Bal Ülkesi Film İzlenimleri

“Hem size hem bize, yarı sana yarı bana.”

Bal Ülkesi “Honeyland” aldığı onca ödülü fazlasıyla hak etmiş, hem belgeselin hikayesi hem çekimlerin hikayesi hem de Hatice’nin hikayesi ile pek çok farklı açıdan bizi etkileyen bir yapım olmuş.

İzlediğim andan itibaren görüntüleri aklımda ve yaşattığı hisler de içimde olarak yönetmenlerin ve Hatice’nin hikayesini merak ettim. Araştırdığımda ise daha da içine çekti beni.

Belgesel, Makedonya’nın dağlık bir bölgesinde terkedilmiş bir Türk köyünde geçiyor.

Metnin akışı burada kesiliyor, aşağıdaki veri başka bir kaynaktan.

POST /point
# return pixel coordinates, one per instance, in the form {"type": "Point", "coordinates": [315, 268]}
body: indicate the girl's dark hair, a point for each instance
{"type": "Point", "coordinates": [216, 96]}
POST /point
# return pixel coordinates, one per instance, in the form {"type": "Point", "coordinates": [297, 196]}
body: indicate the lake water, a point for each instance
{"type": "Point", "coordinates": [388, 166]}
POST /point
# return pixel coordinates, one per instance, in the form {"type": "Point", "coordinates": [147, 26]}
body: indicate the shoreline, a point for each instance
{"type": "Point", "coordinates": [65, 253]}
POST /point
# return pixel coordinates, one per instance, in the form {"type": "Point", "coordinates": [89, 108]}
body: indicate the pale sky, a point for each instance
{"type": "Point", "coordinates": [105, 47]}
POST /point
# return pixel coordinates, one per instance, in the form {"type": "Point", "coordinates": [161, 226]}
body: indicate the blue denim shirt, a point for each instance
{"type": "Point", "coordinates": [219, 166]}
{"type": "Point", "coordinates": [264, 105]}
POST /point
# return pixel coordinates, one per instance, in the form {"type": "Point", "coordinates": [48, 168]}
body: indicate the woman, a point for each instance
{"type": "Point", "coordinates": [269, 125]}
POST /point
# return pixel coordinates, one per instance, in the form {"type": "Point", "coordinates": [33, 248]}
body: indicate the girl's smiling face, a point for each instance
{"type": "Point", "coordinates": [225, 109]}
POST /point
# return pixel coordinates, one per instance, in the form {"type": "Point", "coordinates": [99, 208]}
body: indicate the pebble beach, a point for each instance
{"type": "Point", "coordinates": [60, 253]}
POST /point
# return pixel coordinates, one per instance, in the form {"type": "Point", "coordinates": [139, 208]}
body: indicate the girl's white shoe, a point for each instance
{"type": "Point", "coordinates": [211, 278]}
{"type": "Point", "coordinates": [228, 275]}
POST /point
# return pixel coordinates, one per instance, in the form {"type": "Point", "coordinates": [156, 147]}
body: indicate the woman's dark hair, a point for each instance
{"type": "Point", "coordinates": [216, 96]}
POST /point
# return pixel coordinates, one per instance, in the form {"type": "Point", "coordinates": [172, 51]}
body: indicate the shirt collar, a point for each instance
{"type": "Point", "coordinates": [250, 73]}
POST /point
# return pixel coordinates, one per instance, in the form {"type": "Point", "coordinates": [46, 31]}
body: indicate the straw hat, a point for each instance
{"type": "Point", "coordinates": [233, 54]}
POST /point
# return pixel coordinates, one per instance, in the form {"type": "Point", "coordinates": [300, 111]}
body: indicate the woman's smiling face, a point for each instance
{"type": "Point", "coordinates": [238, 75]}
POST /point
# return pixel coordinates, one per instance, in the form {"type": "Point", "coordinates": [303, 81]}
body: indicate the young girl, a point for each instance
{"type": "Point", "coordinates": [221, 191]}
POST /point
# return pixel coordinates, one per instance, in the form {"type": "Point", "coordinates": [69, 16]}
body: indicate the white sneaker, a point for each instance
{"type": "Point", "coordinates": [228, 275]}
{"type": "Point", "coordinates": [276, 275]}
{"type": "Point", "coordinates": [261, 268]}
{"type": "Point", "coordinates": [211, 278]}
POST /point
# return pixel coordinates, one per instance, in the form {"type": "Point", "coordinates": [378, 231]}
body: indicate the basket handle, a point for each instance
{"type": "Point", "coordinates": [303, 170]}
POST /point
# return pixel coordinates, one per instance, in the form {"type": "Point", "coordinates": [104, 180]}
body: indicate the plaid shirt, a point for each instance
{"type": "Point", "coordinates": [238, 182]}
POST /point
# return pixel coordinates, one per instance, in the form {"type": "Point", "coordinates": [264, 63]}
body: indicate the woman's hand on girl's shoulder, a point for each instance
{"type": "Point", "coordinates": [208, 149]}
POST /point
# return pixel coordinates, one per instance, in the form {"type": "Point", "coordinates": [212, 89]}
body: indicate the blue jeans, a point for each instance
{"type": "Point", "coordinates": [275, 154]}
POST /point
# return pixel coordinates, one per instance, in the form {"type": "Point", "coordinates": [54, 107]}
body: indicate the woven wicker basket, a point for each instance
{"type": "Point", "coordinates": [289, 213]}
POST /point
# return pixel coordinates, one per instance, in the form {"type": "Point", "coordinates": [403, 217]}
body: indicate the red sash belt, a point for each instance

Bu köyde yalnızca Hatice ve yaşlı annesi yaşıyor. Geçimlerini Hatice’nin sattığı ballarla karşılıyorlar. Bunun yanı sıra köye her yıl gelen bir aile var. Hüseyin’lerin ailesi. Kalabalıklar, bir karavanda göçebe olarak yaşıyorlar ve yanlarında büyükbaş hayvanları ile dolaşıyorlar. Hatice’nin ballarını ve ondan kazandığı parayı duyduğunda Hüseyin de kendine kovan satın alıyor ve o da arıcılık yapmaya başlıyor.

Hatice tamamen geleneksel yöntemlere arıcılık yapıyor. Arıları kayaların, taşların içinde bal yapıyor ve Hatice onların tüm balını almıyor, kış için arılara da bal bırakıyor. Ancak Hüseyin’in şehirden gelen bir müşterisi arıların tüm balı için yüklü bir ödeme yapıyor ve Hüseyin kendi arılarının tüm balını satınca arılar Hatice’nin arılarına ve ballarına saldırıyor. 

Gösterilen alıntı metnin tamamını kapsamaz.